What did the authors try to accomplish?

The authors showed a technique for dealing with high-cardinality categorical features by applying mean encoding and a smoothing technique. This is very different than previous techniques that typically call for one-hot encoding, which makes the dataset very wide when there are a large number of categories.

What were the key elements of the approach?

Traditionally with categorical features you would apply a technique such as one-hot encoding. For example if I had the following dataset:

df

	animal	class
0	dog	0
1	cat	0
2	cat	1
3	dog	0
4	dog	1
5	cat	1
6	cat	0
7	horse	1

If I wanted to process the animal variable, I would use one-hot encoding (also known as dummy encoding)

df_dummies = pd.get_dummies(df)
df_dummies

	class	animal_cat	animal_dog	animal_horse
0	0	0	1	0
1	0	1	0	0
2	1	1	0	0
3	0	0	1	0
4	1	0	1	0
5	1	1	0	0
6	0	1	0	0
7	1	0	0	1

This makes the dataset wide, as we went from having 2 columns to 4 columns. Another approach is using mean-encoding. This takes the conditional probability for each category and replaces the category with that probability. An example is below

val = df.groupby('animal')['class'].mean()
val

animal
cat      0.500000
dog      0.333333
horse    1.000000
Name: class, dtype: float64

This is the the conditional probabilities for each of the 3 animals. Then I will replace the categorical column with these conditional probabilities.
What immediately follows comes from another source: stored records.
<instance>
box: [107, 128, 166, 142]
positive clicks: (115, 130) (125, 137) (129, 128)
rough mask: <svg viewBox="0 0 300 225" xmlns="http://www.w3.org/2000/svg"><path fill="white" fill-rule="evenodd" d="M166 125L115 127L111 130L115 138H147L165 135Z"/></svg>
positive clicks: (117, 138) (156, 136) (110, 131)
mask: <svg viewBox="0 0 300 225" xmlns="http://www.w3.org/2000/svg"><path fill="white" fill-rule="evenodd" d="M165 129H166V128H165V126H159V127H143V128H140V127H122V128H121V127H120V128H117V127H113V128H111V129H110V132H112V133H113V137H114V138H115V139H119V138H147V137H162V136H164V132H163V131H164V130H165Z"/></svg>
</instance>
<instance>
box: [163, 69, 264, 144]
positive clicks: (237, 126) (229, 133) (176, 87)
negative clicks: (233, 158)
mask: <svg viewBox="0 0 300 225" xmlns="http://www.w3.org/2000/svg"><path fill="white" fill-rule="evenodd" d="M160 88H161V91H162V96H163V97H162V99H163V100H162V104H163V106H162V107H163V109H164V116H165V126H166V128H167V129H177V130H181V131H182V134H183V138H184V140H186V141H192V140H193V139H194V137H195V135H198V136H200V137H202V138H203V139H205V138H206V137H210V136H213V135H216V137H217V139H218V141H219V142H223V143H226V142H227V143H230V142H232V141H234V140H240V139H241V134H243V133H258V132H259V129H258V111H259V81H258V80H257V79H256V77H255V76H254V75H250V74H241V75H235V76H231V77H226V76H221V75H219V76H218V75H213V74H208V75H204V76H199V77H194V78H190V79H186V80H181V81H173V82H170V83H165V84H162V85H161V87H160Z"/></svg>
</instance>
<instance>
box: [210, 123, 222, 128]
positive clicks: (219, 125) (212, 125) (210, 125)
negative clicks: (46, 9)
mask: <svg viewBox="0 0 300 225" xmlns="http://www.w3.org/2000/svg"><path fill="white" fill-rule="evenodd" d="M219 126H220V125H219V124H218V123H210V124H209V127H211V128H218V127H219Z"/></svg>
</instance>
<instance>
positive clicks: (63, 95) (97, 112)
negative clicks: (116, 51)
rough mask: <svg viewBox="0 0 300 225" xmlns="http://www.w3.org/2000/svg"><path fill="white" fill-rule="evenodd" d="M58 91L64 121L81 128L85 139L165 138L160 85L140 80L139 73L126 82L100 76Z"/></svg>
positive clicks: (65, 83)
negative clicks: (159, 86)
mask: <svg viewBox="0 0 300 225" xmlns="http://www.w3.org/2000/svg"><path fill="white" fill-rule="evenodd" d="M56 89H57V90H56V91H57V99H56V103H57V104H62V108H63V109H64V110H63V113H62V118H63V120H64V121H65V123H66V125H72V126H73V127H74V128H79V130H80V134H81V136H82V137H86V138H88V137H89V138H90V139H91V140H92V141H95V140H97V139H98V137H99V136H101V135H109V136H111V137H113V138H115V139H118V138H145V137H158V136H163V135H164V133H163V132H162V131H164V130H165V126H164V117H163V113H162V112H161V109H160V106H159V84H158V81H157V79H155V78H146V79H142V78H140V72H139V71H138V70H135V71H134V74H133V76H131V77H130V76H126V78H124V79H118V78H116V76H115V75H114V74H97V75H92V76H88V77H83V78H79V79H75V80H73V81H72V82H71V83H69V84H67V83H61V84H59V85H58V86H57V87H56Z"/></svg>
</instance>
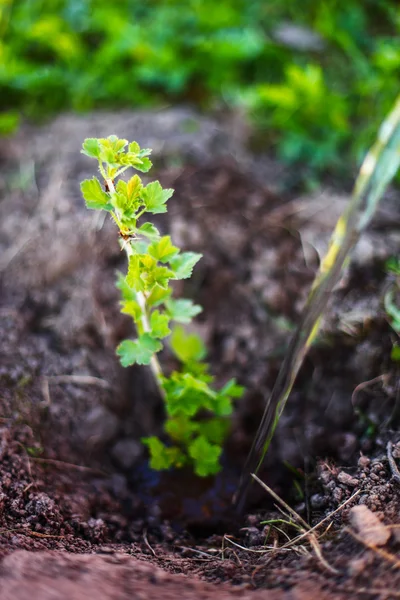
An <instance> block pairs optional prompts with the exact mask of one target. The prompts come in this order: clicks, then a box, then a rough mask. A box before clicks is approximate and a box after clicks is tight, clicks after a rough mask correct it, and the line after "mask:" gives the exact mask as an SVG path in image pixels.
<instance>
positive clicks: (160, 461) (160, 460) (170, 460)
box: [141, 436, 173, 471]
mask: <svg viewBox="0 0 400 600" xmlns="http://www.w3.org/2000/svg"><path fill="white" fill-rule="evenodd" d="M141 441H142V443H143V444H144V445H145V446H147V447H148V449H149V453H150V468H151V469H154V470H155V471H165V470H166V469H169V468H170V467H172V464H173V457H172V456H171V454H170V453H168V452H167V450H168V448H167V446H166V445H165V444H163V443H162V442H161V440H159V439H158V438H157V437H155V436H152V437H148V438H142V439H141Z"/></svg>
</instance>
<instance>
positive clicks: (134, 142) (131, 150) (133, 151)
mask: <svg viewBox="0 0 400 600" xmlns="http://www.w3.org/2000/svg"><path fill="white" fill-rule="evenodd" d="M128 150H129V152H132V154H139V152H140V146H139V144H138V143H137V142H131V143H130V144H129V146H128Z"/></svg>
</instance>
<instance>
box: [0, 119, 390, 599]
mask: <svg viewBox="0 0 400 600" xmlns="http://www.w3.org/2000/svg"><path fill="white" fill-rule="evenodd" d="M190 118H191V119H192V120H193V118H194V117H193V115H190V113H187V112H185V111H183V112H181V113H179V111H178V112H176V111H175V112H174V111H172V112H171V113H165V114H162V113H161V114H158V115H146V114H143V115H138V116H124V115H122V116H120V117H117V116H112V115H100V116H94V117H92V118H90V119H86V120H84V119H78V118H75V117H63V118H60V119H58V120H57V121H55V122H54V123H53V124H51V125H50V126H47V127H46V128H44V129H40V130H33V129H30V128H27V127H26V128H24V129H23V130H22V131H21V132H20V133H19V134H18V135H17V137H16V138H14V139H13V140H10V141H8V142H5V141H3V146H2V149H1V152H0V154H1V161H2V174H1V175H0V217H1V225H0V235H1V237H0V248H1V252H2V254H1V257H0V268H1V280H0V285H1V288H0V289H1V292H0V293H1V304H0V322H1V340H0V348H1V365H0V393H1V396H0V557H1V558H2V562H1V563H0V598H1V599H2V600H3V598H4V599H8V598H13V599H14V600H20V599H25V598H28V596H29V598H38V599H39V598H40V599H41V598H43V599H47V598H54V599H56V598H57V599H58V598H60V599H61V598H68V599H75V598H76V599H81V598H87V597H98V598H99V599H102V598H105V599H106V598H107V599H108V598H110V599H111V598H121V599H124V598H125V597H126V598H136V597H137V598H150V597H152V598H158V597H160V598H161V597H162V598H169V597H171V598H176V597H177V596H178V595H181V596H182V597H184V598H208V597H209V596H210V597H211V595H213V596H215V595H216V594H217V595H218V596H217V597H219V598H228V597H229V598H231V597H232V598H233V597H236V596H239V595H240V597H242V598H254V600H257V599H258V598H283V597H285V598H299V599H300V598H301V599H303V598H304V599H305V598H307V599H308V598H314V597H319V598H321V599H323V598H353V597H360V598H364V597H365V598H371V597H373V598H382V599H383V598H396V597H399V596H400V592H399V589H400V571H399V567H400V556H399V550H400V536H399V535H398V531H400V529H398V528H399V527H400V485H399V483H398V482H397V481H396V480H395V479H393V478H392V472H391V469H390V465H389V462H388V459H387V454H386V444H387V442H388V441H391V442H392V443H393V444H394V446H393V456H394V459H395V460H396V458H398V457H400V444H397V445H396V443H397V442H398V440H399V439H400V436H399V435H398V433H397V431H398V428H399V415H398V412H399V411H398V395H399V378H398V370H396V365H395V363H393V362H392V361H391V360H390V352H391V348H392V344H393V341H394V334H393V332H392V330H391V328H390V326H389V324H388V323H387V321H386V319H385V315H384V311H383V309H382V299H383V295H384V293H385V290H386V289H387V286H388V285H390V276H389V275H387V274H386V273H385V269H384V263H385V260H386V259H387V258H388V257H390V256H391V255H393V254H395V253H396V252H398V245H399V241H400V240H399V231H398V217H399V208H398V195H397V194H396V193H395V192H392V193H391V194H390V195H388V197H387V200H386V202H385V203H384V205H383V208H382V210H381V211H380V213H379V214H378V215H377V216H376V218H375V219H374V223H373V226H372V227H371V228H370V231H369V232H368V233H367V234H366V235H365V237H364V239H363V240H361V242H360V244H359V246H358V248H357V249H356V251H355V253H354V257H353V261H352V264H351V266H350V268H349V270H348V273H347V274H346V276H345V278H344V280H343V282H342V284H341V286H340V288H338V289H337V290H336V291H335V292H334V294H333V297H332V299H331V302H330V307H329V310H328V312H327V315H326V319H325V321H324V325H323V328H322V332H321V334H320V336H319V340H318V343H317V344H315V346H314V347H313V348H312V350H311V352H310V353H309V356H308V357H307V359H306V361H305V364H304V366H303V368H302V370H301V373H300V376H299V378H298V380H297V383H296V385H295V389H294V390H293V392H292V394H291V396H290V399H289V401H288V404H287V407H286V409H285V412H284V414H283V416H282V419H281V422H280V425H279V427H278V431H277V433H276V436H275V438H274V442H273V444H272V447H271V451H270V452H269V454H268V457H267V460H266V464H265V467H264V469H263V470H262V472H261V473H260V474H259V475H260V477H261V479H262V480H263V481H265V482H266V483H267V484H268V485H269V486H271V487H272V488H273V489H274V491H275V492H276V493H277V494H279V496H280V497H281V498H283V499H284V500H285V501H286V502H287V503H288V504H289V505H290V506H291V507H293V508H294V509H295V510H296V512H297V513H298V515H299V516H300V517H301V518H302V519H304V520H305V521H307V522H308V523H309V524H310V525H311V526H314V525H316V524H317V523H318V522H320V521H321V520H322V519H324V518H325V517H326V516H327V515H328V514H329V513H330V512H331V511H334V510H335V509H337V508H338V507H341V508H340V510H339V511H338V512H336V513H335V515H334V516H332V517H330V518H329V519H327V520H326V521H324V523H323V524H322V525H321V527H320V528H318V529H317V530H316V532H315V537H314V538H313V539H314V541H312V540H311V542H310V539H311V538H310V536H306V537H303V538H302V539H301V540H299V541H298V542H297V543H294V544H293V545H291V546H286V547H284V545H285V544H286V543H287V542H288V541H289V540H293V539H294V538H295V537H296V536H298V535H299V533H300V532H299V528H298V527H297V528H296V526H295V525H293V519H291V518H290V516H288V515H287V514H285V515H283V514H282V512H281V511H280V510H279V509H278V508H277V506H276V503H275V501H274V500H273V499H272V498H271V496H270V495H269V494H268V493H267V492H266V491H264V490H263V489H262V488H261V487H260V486H258V485H257V484H255V483H254V484H253V486H252V490H251V494H250V497H249V503H248V509H247V514H245V515H240V516H239V515H236V514H235V513H234V512H233V510H232V508H231V499H232V496H233V493H234V491H235V489H236V486H237V483H238V478H239V476H240V472H241V468H242V466H243V464H244V461H245V459H246V456H247V453H248V451H249V449H250V446H251V442H252V436H253V435H254V433H255V430H256V428H257V425H258V423H259V420H260V417H261V414H262V411H263V407H264V404H265V401H266V398H267V396H268V393H269V392H270V391H271V389H272V386H273V384H274V381H275V377H276V375H277V372H278V370H279V366H280V364H281V361H282V357H283V356H284V353H285V349H286V347H287V344H288V341H289V338H290V329H291V328H292V327H294V326H295V324H296V322H297V321H298V319H299V315H300V313H301V309H302V306H303V304H304V301H305V298H306V295H307V292H308V290H309V287H310V284H311V282H312V280H313V277H314V274H315V272H316V269H317V268H318V261H319V255H320V253H321V252H323V251H324V248H325V247H326V244H327V242H328V239H329V235H330V232H331V230H332V229H333V226H334V224H335V221H336V219H337V217H338V215H339V214H340V212H341V211H342V209H343V207H344V205H345V203H346V201H347V198H346V195H345V194H342V195H340V194H336V193H333V192H331V191H323V192H320V193H318V194H314V195H312V196H310V197H306V196H305V197H302V198H296V197H293V195H290V194H286V195H285V194H284V193H282V192H278V189H279V177H282V176H283V175H282V173H283V171H282V169H281V168H280V167H279V165H275V164H274V163H273V162H272V161H271V160H269V159H265V164H266V165H267V167H266V168H265V169H264V170H263V171H260V170H257V171H256V172H255V164H256V163H255V162H252V159H251V157H249V156H248V155H247V154H246V152H245V151H244V149H243V144H242V143H241V140H240V139H239V138H238V137H237V135H236V133H235V131H234V132H233V133H232V132H231V131H230V127H229V126H226V127H225V126H223V125H221V126H220V127H219V128H217V127H216V125H215V124H213V123H212V122H210V121H207V120H205V119H199V118H197V117H196V119H197V122H198V130H197V132H194V133H193V132H192V133H191V134H189V133H187V130H188V128H187V127H185V123H186V122H187V120H188V119H190ZM111 132H114V133H116V134H119V135H124V136H125V137H129V138H132V139H138V141H139V142H141V143H142V144H143V145H146V146H152V147H154V148H155V151H156V152H158V156H159V159H158V165H157V167H156V170H155V171H156V172H155V173H154V174H152V177H153V176H154V177H158V178H159V179H160V181H161V183H162V184H163V185H164V186H166V187H173V188H175V195H174V197H173V198H172V199H171V201H170V205H169V212H168V215H166V216H164V215H163V216H162V218H160V220H159V223H158V225H159V226H160V228H161V229H162V230H163V231H169V232H171V234H172V237H173V239H174V241H175V242H176V243H177V245H181V246H183V247H184V248H187V249H190V250H193V251H199V252H202V253H203V254H204V258H203V260H202V261H201V263H200V264H199V266H198V268H197V270H196V273H195V276H194V277H193V278H192V279H191V280H190V282H189V283H186V284H185V286H184V289H183V286H182V287H178V288H177V292H178V293H180V292H184V294H185V295H187V296H190V297H192V298H194V299H195V300H196V301H198V302H200V303H201V304H202V305H203V307H204V311H203V313H202V315H201V316H200V318H199V319H198V321H197V322H196V324H195V326H194V327H195V328H196V329H197V330H199V331H200V332H201V334H202V335H203V337H204V338H205V340H206V341H207V343H208V346H209V348H210V362H211V364H212V369H213V372H214V373H215V374H216V376H217V379H218V381H219V382H220V383H223V382H224V381H226V380H227V379H229V378H230V377H236V378H237V379H238V381H239V382H240V383H241V384H242V385H244V386H245V387H246V388H247V392H246V395H245V397H244V399H243V400H242V401H240V402H239V403H238V405H237V407H236V411H235V416H234V422H233V426H232V433H231V436H230V438H229V440H228V441H227V444H226V448H225V453H224V459H223V460H224V469H223V472H222V473H221V474H220V475H219V476H217V477H216V478H215V480H205V481H204V480H200V481H196V479H195V478H194V477H192V476H191V475H190V474H187V473H183V472H177V473H164V474H157V473H153V472H151V471H150V470H149V468H148V466H147V461H146V456H145V455H144V453H143V448H142V446H141V444H140V437H141V436H143V435H148V434H152V435H153V434H159V433H160V432H161V429H162V418H163V412H162V404H161V402H160V400H159V398H158V396H157V391H156V389H155V388H154V385H153V383H152V381H151V377H150V376H149V374H148V372H147V370H146V369H137V368H131V369H126V370H124V369H122V368H121V367H120V366H119V364H118V361H117V359H116V357H115V354H114V348H115V345H116V343H118V341H119V340H121V339H122V338H124V337H126V336H127V335H129V334H130V332H131V324H130V322H129V320H128V319H126V318H125V317H124V316H123V315H121V314H120V313H119V311H118V293H117V291H116V289H115V286H114V281H115V271H116V270H118V269H119V270H123V269H124V268H125V266H124V257H123V253H121V252H120V249H119V246H118V242H117V238H116V232H115V228H114V226H113V224H112V223H111V222H110V221H108V220H106V221H102V220H101V219H99V216H98V215H97V214H94V213H89V212H88V211H86V209H85V207H84V205H83V201H82V200H81V198H80V194H79V182H80V181H81V180H82V179H83V178H84V177H86V176H92V171H91V168H92V164H91V163H90V161H88V160H87V159H85V158H84V157H82V156H81V155H80V154H79V148H80V145H81V142H82V139H83V138H84V137H88V136H94V135H105V134H108V133H111ZM61 140H62V142H61ZM163 140H165V148H168V151H167V150H166V149H165V148H162V145H161V142H162V141H163ZM281 187H282V186H281ZM163 363H164V364H165V365H166V368H168V367H171V366H172V363H171V357H170V356H169V354H168V352H167V351H166V352H165V356H164V357H163ZM397 369H398V368H397ZM360 384H361V385H360ZM353 494H355V496H354V498H353V499H351V500H350V501H349V502H347V503H346V501H347V500H349V498H350V497H351V496H352V495H353ZM343 503H345V504H344V506H342V505H343ZM359 504H363V505H365V506H366V507H367V508H368V509H369V510H370V511H372V512H373V513H374V514H375V515H377V517H378V519H379V523H381V524H383V525H381V527H383V530H382V531H386V530H387V528H389V529H388V530H389V536H387V539H386V541H385V542H384V543H383V544H382V543H381V542H380V541H379V539H378V537H374V536H372V538H366V537H365V532H366V531H367V530H368V526H367V525H365V527H363V526H361V527H359V529H358V530H357V528H356V527H355V526H354V525H353V521H352V518H353V517H352V515H353V513H352V512H351V509H352V507H354V506H356V505H359ZM284 511H285V512H287V511H286V509H284ZM368 514H369V512H368ZM271 520H273V521H274V523H268V524H265V523H263V522H264V521H271ZM288 521H289V524H288V523H287V522H288ZM290 522H291V523H292V524H290ZM384 526H387V527H386V529H385V527H384ZM375 530H376V527H375V529H374V528H373V531H375ZM368 531H369V530H368ZM367 533H368V532H367ZM376 535H377V536H378V533H376ZM51 550H53V551H54V550H56V551H59V552H62V553H63V554H61V555H60V554H57V553H51V552H49V551H51ZM32 552H36V554H32ZM66 553H72V554H73V556H71V555H70V554H68V555H67V554H66ZM94 554H95V555H97V556H92V555H94ZM79 555H82V556H79ZM146 563H147V564H146ZM49 573H50V574H51V576H50V575H49ZM71 573H74V575H72V574H71ZM177 574H179V575H177ZM181 574H183V575H186V576H187V577H182V576H181ZM201 580H203V581H201ZM204 580H207V581H208V582H210V583H205V582H204ZM211 584H212V585H211ZM35 586H36V587H35ZM232 586H235V587H232ZM257 588H262V589H263V590H264V591H257ZM265 589H268V590H271V591H270V593H268V595H266V594H267V592H266V591H265ZM253 590H255V591H253ZM272 590H273V591H272Z"/></svg>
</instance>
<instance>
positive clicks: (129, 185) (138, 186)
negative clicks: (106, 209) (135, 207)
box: [126, 175, 143, 199]
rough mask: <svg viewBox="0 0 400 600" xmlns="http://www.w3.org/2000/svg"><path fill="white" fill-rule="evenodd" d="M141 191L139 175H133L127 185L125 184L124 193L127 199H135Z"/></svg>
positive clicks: (141, 188)
mask: <svg viewBox="0 0 400 600" xmlns="http://www.w3.org/2000/svg"><path fill="white" fill-rule="evenodd" d="M142 189H143V184H142V180H141V179H140V177H139V175H134V176H133V177H131V178H130V180H129V181H128V183H127V184H126V191H127V194H128V198H129V199H132V198H136V197H137V196H138V195H139V193H140V192H141V190H142Z"/></svg>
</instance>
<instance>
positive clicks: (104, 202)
mask: <svg viewBox="0 0 400 600" xmlns="http://www.w3.org/2000/svg"><path fill="white" fill-rule="evenodd" d="M81 192H82V196H83V197H84V199H85V202H86V206H87V208H90V209H91V210H96V209H97V210H107V211H111V210H112V208H113V207H112V205H111V204H110V203H109V197H108V195H107V194H106V193H105V192H104V191H103V189H102V187H101V184H100V181H99V180H98V179H96V177H93V178H92V179H85V180H84V181H82V183H81Z"/></svg>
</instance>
df_mean_encoding = df.copy()
df_mean_encoding['animal'] = df['animal'].map(val)
df_mean_encoding

	animal	class
0	0.333333	0
1	0.500000	0
2	0.500000	1
3	0.333333	0
4	0.333333	1
5	0.500000	1
6	0.500000	0
7	1.000000	1

We now have only 2 columns, however since there was only one instance of horse the conditional probability for horse is 100%. This can lead to overfitting when dealing with categories with smaller counts and this is where the smoothing can help out. For this part I’m showing a technique based on (this and this). I am going to be applying a smoothing function to handle for when the category only has a few instances. I will appply the following formula:

\[\frac{n(mu) + smooth(prior)}{n + smooth}\]

where:

n = count for each class
mu = conditional probability of class given category
smooth = number to weigh either the conditional probability or the prior probability. Larger number means more emphasis on prior
prior = probability of positive class

n = df.groupby('animal').size()
mu = df.groupby('animal')['class'].mean()
smooth = 10
prior = df['class'].mean()
mu_smoothed = (n * mu + smooth * prior) / (n + smooth)
mu_smoothed

animal
cat      0.500000
dog      0.461538
horse    0.545455
dtype: float64

# conditional probabilities 
val

animal
cat      0.500000
dog      0.333333
horse    1.000000
Name: class, dtype: float64

After applying the smoothing, we see that the value for dog increased from 33% to 46% and the value for horse decreases from 100% to 55% - this is because the prior probability is 50%. If I decrease the value of the smooth variable, it will decrease how much I weigh the probabilities towards the prior. Now I will use a smooth value of 5.

smooth = 5
mu_smoothed = (n * mu + smooth * prior) / (n + smooth)
mu_smoothed

animal
cat      0.500000
dog      0.437500
horse    0.583333
dtype: float64

What can you use yourself?

High-cardinality is relatively common with categorical features. Applying this technique can allow for faster models (due to not increasing the number of features) and potentially more accurate models. Additionally, the author mentioned some techniques for hierarchical data. The author mentions that one way to reduce cardinality with zipcodes is to convert them from having 5 numbers to just the first 3 numbers. The first 3 numbers represent zip codes in the same metropolitan area. Thinking about ways to transform your data before blindly applying an encoding strategy is something that I will be considering going forward.

What other references do you want to follow?

The author of the paper recently wrote a blog post talking about this paper (due to the popularity in recent years). CatBoost uses a similar process for handling categorical features with a smoothing component.